5 simple tricks to help you negotiate in meetings

Psychologist and author Phillip Adcock reveals his golden rules for successful negotiation every time

A group of business people sit around a meeting table to negotiate

Using the word ‘you’ when you negotiate signals to listeners that you’re aware of their needs

When it comes to successful negotiation, it’s often the things you can’t factor into a PowerPoint presentation – such as body language and authenticity – that will help you get your points across. Follow these easy psychological tips to get the outcome you’re looking for:

1. Before a meeting, plan your final point first, and work backwards 

Write the final summary slide containing your most important points, and then create the deck from there. This will help you pull together all the supporting evidence you need.

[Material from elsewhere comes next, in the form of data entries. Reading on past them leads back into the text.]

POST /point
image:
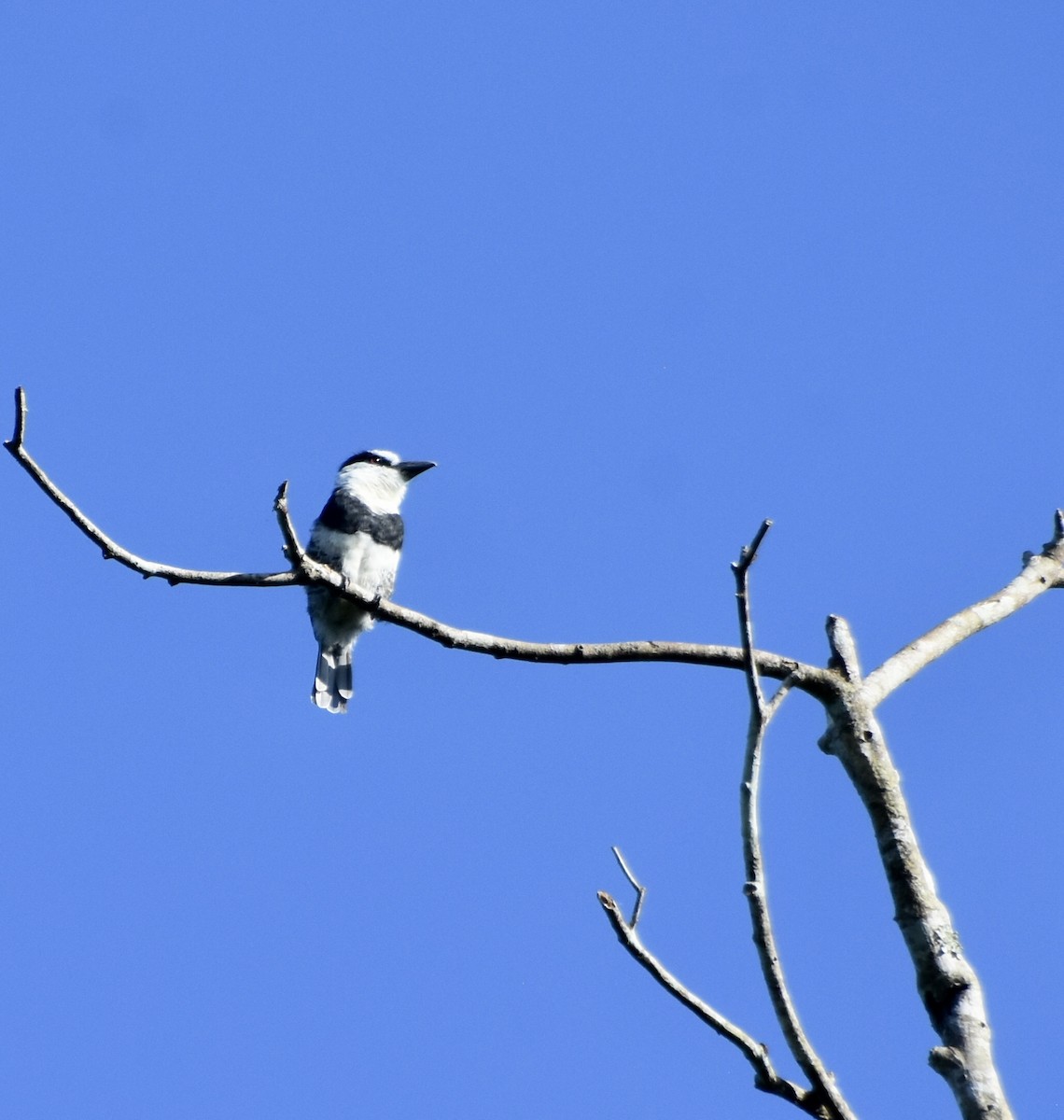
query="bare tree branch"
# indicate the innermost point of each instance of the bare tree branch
(811, 679)
(637, 886)
(765, 1076)
(946, 983)
(1042, 571)
(822, 1082)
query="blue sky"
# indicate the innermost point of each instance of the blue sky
(637, 277)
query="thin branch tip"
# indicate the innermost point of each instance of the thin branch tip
(15, 443)
(749, 553)
(637, 886)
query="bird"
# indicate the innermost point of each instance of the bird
(359, 535)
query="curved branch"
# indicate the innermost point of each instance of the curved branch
(765, 1076)
(811, 679)
(755, 889)
(1042, 571)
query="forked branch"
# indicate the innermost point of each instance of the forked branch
(811, 679)
(755, 889)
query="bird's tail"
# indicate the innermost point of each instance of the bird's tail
(333, 682)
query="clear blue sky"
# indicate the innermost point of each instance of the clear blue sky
(637, 277)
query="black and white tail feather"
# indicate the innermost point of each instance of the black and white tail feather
(359, 535)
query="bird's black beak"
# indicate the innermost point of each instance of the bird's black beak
(413, 469)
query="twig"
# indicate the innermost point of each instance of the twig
(765, 1076)
(811, 679)
(639, 889)
(823, 1086)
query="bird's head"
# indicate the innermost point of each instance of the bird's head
(379, 479)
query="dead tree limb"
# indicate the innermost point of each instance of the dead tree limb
(946, 983)
(822, 1084)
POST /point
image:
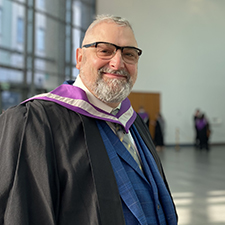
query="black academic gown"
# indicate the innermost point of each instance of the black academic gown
(54, 168)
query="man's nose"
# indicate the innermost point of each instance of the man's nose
(116, 62)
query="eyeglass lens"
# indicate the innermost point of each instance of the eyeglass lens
(107, 51)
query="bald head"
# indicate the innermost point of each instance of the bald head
(104, 19)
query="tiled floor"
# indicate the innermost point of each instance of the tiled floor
(197, 182)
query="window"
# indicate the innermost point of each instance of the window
(20, 29)
(40, 39)
(41, 4)
(0, 20)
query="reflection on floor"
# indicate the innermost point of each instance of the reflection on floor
(197, 182)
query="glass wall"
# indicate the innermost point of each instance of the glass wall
(38, 41)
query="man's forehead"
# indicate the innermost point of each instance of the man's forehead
(110, 32)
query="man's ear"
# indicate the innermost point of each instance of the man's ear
(79, 55)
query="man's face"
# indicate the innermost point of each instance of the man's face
(109, 80)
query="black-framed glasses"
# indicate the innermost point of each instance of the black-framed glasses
(105, 50)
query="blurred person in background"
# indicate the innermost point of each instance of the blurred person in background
(144, 115)
(159, 132)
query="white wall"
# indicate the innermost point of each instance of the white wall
(183, 43)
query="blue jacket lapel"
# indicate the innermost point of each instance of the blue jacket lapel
(114, 147)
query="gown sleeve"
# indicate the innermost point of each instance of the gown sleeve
(28, 174)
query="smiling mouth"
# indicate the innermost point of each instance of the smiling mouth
(114, 75)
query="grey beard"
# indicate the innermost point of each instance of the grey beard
(112, 90)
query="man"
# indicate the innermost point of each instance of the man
(61, 161)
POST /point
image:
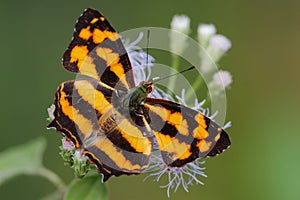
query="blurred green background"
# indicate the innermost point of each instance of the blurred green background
(263, 103)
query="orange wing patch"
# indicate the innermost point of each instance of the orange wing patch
(185, 134)
(97, 51)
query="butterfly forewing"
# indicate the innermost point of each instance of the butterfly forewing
(96, 50)
(184, 134)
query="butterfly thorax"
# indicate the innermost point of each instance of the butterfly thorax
(136, 96)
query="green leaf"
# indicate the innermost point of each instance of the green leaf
(57, 195)
(87, 188)
(21, 159)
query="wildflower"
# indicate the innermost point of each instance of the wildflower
(218, 46)
(205, 32)
(138, 59)
(221, 80)
(184, 176)
(50, 111)
(180, 28)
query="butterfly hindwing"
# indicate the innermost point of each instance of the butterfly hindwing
(96, 50)
(80, 107)
(184, 134)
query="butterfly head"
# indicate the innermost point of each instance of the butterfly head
(146, 86)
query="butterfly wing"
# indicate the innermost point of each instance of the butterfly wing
(80, 106)
(184, 134)
(96, 50)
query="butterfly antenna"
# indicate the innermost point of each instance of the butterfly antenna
(147, 50)
(180, 72)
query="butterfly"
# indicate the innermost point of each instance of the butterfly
(113, 120)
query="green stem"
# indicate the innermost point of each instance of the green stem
(175, 66)
(195, 87)
(51, 176)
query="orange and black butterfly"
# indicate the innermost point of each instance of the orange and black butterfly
(104, 113)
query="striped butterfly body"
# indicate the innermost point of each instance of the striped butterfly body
(113, 120)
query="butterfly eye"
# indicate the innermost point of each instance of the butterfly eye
(149, 89)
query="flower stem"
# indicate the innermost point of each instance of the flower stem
(52, 177)
(195, 87)
(175, 65)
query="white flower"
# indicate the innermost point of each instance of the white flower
(181, 23)
(138, 58)
(221, 42)
(177, 176)
(67, 144)
(180, 28)
(222, 78)
(51, 112)
(218, 46)
(205, 32)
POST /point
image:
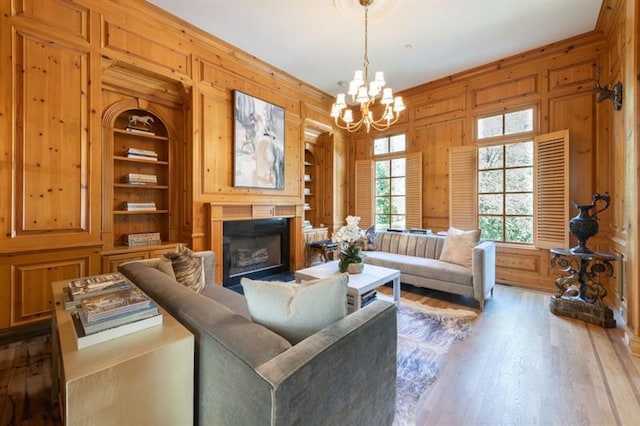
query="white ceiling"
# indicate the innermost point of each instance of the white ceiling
(321, 42)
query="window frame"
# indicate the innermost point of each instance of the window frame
(504, 140)
(504, 191)
(388, 156)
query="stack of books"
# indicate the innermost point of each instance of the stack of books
(365, 299)
(101, 317)
(135, 206)
(141, 179)
(140, 130)
(141, 154)
(143, 239)
(82, 288)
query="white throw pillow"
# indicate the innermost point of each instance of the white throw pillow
(296, 311)
(458, 246)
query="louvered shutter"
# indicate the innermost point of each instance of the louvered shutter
(413, 196)
(551, 195)
(364, 193)
(462, 187)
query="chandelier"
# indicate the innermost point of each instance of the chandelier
(366, 93)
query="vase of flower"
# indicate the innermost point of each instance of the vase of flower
(351, 241)
(355, 268)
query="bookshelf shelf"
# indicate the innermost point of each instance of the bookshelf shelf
(143, 155)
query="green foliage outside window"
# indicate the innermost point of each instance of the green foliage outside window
(390, 183)
(505, 192)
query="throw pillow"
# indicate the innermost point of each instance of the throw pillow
(296, 311)
(188, 268)
(458, 246)
(370, 235)
(165, 265)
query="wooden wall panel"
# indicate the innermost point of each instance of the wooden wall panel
(570, 75)
(26, 291)
(502, 92)
(438, 107)
(576, 113)
(216, 159)
(555, 80)
(62, 15)
(52, 146)
(146, 48)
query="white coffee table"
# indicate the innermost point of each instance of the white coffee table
(371, 278)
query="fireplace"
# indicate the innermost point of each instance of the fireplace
(254, 249)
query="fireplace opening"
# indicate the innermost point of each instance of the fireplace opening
(254, 249)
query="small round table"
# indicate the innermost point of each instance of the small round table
(580, 290)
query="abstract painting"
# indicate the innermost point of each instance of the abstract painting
(258, 143)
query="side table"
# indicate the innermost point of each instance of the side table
(580, 292)
(144, 378)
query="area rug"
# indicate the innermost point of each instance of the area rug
(424, 335)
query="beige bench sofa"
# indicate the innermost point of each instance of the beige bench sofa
(417, 256)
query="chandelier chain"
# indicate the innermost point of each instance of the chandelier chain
(366, 93)
(366, 43)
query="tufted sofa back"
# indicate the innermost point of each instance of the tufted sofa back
(428, 246)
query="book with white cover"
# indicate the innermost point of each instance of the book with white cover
(84, 341)
(112, 304)
(91, 327)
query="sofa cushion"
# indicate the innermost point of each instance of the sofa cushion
(188, 268)
(296, 311)
(458, 246)
(229, 298)
(422, 267)
(370, 235)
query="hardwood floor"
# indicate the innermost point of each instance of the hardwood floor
(522, 365)
(25, 383)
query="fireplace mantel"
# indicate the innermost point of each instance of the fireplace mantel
(219, 213)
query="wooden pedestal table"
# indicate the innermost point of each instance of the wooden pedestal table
(580, 292)
(144, 378)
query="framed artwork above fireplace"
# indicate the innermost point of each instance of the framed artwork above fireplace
(258, 143)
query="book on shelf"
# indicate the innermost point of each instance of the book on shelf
(113, 304)
(365, 298)
(133, 206)
(91, 327)
(139, 131)
(141, 157)
(141, 178)
(140, 151)
(84, 340)
(97, 285)
(143, 239)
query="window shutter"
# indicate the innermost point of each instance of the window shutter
(462, 187)
(551, 177)
(413, 195)
(364, 192)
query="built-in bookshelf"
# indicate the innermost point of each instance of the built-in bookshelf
(309, 178)
(141, 179)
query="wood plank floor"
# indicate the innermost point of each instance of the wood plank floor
(522, 365)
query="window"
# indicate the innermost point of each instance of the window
(505, 192)
(506, 124)
(390, 182)
(505, 179)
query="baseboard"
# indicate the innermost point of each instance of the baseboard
(15, 334)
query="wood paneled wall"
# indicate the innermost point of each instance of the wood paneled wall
(557, 80)
(63, 63)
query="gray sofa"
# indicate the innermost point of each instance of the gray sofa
(247, 375)
(417, 257)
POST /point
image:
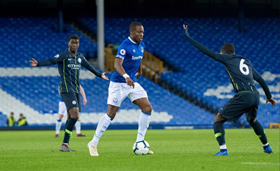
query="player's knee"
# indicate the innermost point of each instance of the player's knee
(147, 109)
(111, 115)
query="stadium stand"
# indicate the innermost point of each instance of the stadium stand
(199, 75)
(34, 91)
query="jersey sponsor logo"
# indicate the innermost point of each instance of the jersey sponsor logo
(136, 57)
(122, 52)
(73, 66)
(226, 92)
(115, 100)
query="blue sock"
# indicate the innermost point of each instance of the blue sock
(68, 130)
(219, 132)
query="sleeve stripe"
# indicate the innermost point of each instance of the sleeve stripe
(119, 56)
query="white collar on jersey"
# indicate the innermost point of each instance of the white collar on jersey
(131, 40)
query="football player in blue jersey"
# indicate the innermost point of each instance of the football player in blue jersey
(69, 64)
(123, 83)
(246, 100)
(62, 111)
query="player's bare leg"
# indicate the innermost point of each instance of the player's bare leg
(58, 125)
(73, 113)
(145, 115)
(219, 131)
(103, 124)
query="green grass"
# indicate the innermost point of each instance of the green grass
(176, 150)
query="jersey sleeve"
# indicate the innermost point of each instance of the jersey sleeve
(122, 51)
(88, 66)
(261, 81)
(56, 59)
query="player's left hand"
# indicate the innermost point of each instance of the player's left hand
(104, 76)
(137, 75)
(271, 100)
(84, 101)
(33, 62)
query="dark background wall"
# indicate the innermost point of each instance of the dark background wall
(160, 8)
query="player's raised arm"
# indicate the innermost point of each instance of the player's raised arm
(119, 68)
(264, 86)
(199, 46)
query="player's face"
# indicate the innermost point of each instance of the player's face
(73, 45)
(137, 34)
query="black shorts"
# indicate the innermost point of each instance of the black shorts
(71, 100)
(243, 102)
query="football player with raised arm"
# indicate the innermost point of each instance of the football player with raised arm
(123, 83)
(69, 64)
(246, 100)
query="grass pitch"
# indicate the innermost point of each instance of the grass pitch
(177, 150)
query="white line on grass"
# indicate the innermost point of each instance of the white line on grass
(260, 163)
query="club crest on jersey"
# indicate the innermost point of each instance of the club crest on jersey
(73, 66)
(122, 51)
(115, 100)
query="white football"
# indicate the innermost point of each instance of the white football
(141, 147)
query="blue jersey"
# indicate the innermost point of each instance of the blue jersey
(131, 53)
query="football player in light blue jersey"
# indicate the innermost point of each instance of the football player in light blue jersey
(124, 84)
(62, 111)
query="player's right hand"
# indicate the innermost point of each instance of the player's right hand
(129, 82)
(104, 76)
(271, 100)
(33, 62)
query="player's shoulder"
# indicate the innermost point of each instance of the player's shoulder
(79, 54)
(61, 54)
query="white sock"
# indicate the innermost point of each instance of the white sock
(265, 144)
(78, 127)
(103, 124)
(223, 147)
(57, 126)
(143, 125)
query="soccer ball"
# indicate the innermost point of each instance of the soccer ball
(141, 147)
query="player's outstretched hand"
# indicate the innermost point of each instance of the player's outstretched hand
(129, 82)
(271, 100)
(33, 62)
(137, 75)
(84, 101)
(104, 76)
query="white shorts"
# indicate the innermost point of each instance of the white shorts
(119, 91)
(62, 110)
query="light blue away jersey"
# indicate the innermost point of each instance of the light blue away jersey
(132, 54)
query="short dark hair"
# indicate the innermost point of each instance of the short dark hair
(228, 48)
(133, 25)
(73, 36)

2. Use appropriate language to negotiate – and put the focus on listeners

When convincing others of your ideas, it’s best to speak in terms of ‘you’, as opposed to ‘me’ or ‘I’. Humans make decisions on an emotional level, but justify them rationally. So when stating an argument, it’s always helpful to highlight what’s in it for the other person.

3. If using slides or visual prompts, always stand with them on your left

In the West, people read from left to right. So if you are talking from that direction, it helps others to process the information more easily.

4. Honesty really is the best possibility – don’t try and bluff

Be prepared to say “I’ll come back to you”, if you don’t know an answer to a question. Humans are very good at detecting inconsistencies in what others are saying – so it’s always best to be honest if you want to negotiate successfully.

5. Give your listeners a break (literally)

The human attention span is said to be around eight seconds.We find it difficult to focus for periods of more than 20 minutes. Therefore, to keep everyone’s attention, make sure you build time into a long meeting for breaks. That way, everyone stays alert – and will be more likely to take your points on board.